За время его отсутствия в городе многое изменилось. Чикаго был охвачен напряженной борьбой за нравственный образ жизни и подвергал атакам кабаки и устричные бары. Но Бринкли это не беспокоило: если ему придется вновь затаиться, то пусть это будут высшие сферы.

«Бреворт» считался одним из лучших отелей в городе. Его увешанный роскошными люстрами и уставленный обитыми красно-коричневой кожей креслами холл напоминал увеличенный раз в пятьдесят Гарвардский клуб. К нему примыкал бар, убежище для богатейших мужчин. Выполненный в розово-кремовых с зеленым тонах, украшенный позолотой и зеркальными прямоугольной формы колоннами, он переплюнул старушку Европу. В середине зала сверкала вкраплениями хрусталя круглая барная стойка.

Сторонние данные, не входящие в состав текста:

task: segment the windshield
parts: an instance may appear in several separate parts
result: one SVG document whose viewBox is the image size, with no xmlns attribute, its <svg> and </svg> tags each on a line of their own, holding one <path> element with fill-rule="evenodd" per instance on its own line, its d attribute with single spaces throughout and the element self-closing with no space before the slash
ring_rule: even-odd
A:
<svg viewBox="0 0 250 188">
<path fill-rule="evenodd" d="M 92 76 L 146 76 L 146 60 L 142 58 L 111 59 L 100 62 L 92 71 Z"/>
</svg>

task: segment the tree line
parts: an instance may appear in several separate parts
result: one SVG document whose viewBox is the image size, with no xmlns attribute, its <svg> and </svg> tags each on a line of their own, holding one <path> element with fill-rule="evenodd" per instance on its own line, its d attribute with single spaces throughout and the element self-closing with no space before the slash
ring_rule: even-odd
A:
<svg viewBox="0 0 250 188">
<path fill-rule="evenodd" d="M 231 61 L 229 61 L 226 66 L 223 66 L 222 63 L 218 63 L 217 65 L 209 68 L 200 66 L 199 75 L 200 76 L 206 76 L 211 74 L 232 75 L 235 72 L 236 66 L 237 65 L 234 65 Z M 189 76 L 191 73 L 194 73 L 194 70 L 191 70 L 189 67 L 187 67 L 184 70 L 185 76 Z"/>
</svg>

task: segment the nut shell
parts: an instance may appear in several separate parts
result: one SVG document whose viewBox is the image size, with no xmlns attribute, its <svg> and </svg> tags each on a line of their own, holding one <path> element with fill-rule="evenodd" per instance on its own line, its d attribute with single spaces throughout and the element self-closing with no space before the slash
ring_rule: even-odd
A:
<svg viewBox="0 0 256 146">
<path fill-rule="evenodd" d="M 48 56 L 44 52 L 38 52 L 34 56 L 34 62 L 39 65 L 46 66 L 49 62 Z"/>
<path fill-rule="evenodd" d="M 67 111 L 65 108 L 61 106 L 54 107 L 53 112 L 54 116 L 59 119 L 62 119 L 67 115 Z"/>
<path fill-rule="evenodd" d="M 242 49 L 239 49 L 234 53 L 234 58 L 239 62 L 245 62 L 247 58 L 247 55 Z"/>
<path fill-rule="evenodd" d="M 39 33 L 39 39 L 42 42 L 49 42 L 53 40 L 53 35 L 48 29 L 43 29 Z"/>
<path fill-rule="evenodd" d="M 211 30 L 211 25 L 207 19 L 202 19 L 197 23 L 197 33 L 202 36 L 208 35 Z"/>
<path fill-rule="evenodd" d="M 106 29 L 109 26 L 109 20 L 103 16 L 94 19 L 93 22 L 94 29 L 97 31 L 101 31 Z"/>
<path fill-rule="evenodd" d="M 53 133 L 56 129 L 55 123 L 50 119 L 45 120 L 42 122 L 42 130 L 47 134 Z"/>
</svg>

Этот бар был не по карману Бринкли, но духовно он тянулся к нему, считая воплощением совершенства. Здесь собирались мужчины, которыми он восхищался, – грубые и шумные предприниматели с соответствовавшими их статусу брюшками и сигарами по доллару штука. Напитки здесь были крепкими, и воздух наполнял гогот – звук процветания.

Неудивительно, что встретиться с Джеймсом Кроуфордом Бринкли суждено было именно в этом баре. Оба были здесь белыми воронами, оба обращали на себя внимание жаждой приобщиться и одеждой, не совсем приличной для этой обстановки. Оба сидели в одиночестве. Возможно, однорукий Кроуфорд почувствовал в Бринкли врача. А может, каждый из них увидел в другом мошенника.

Они выпили. Кроуфорду было двадцать три года, и был он родом из Оксфорда, Миссисипи. Он сказал, что потерял руку на охоте, но даже сохрани ее и владея обеими руками, он вряд ли бы смог схватить ими бога за бороду, как это вскоре понял Бринкли.

Но все же он мог составить компанию. Более того, мог оказаться полезным.

3

Кристаллическое вещество, обладающее свойствами сильной щелочи; действует на ткани прижигающим образом. – Примеч. ред.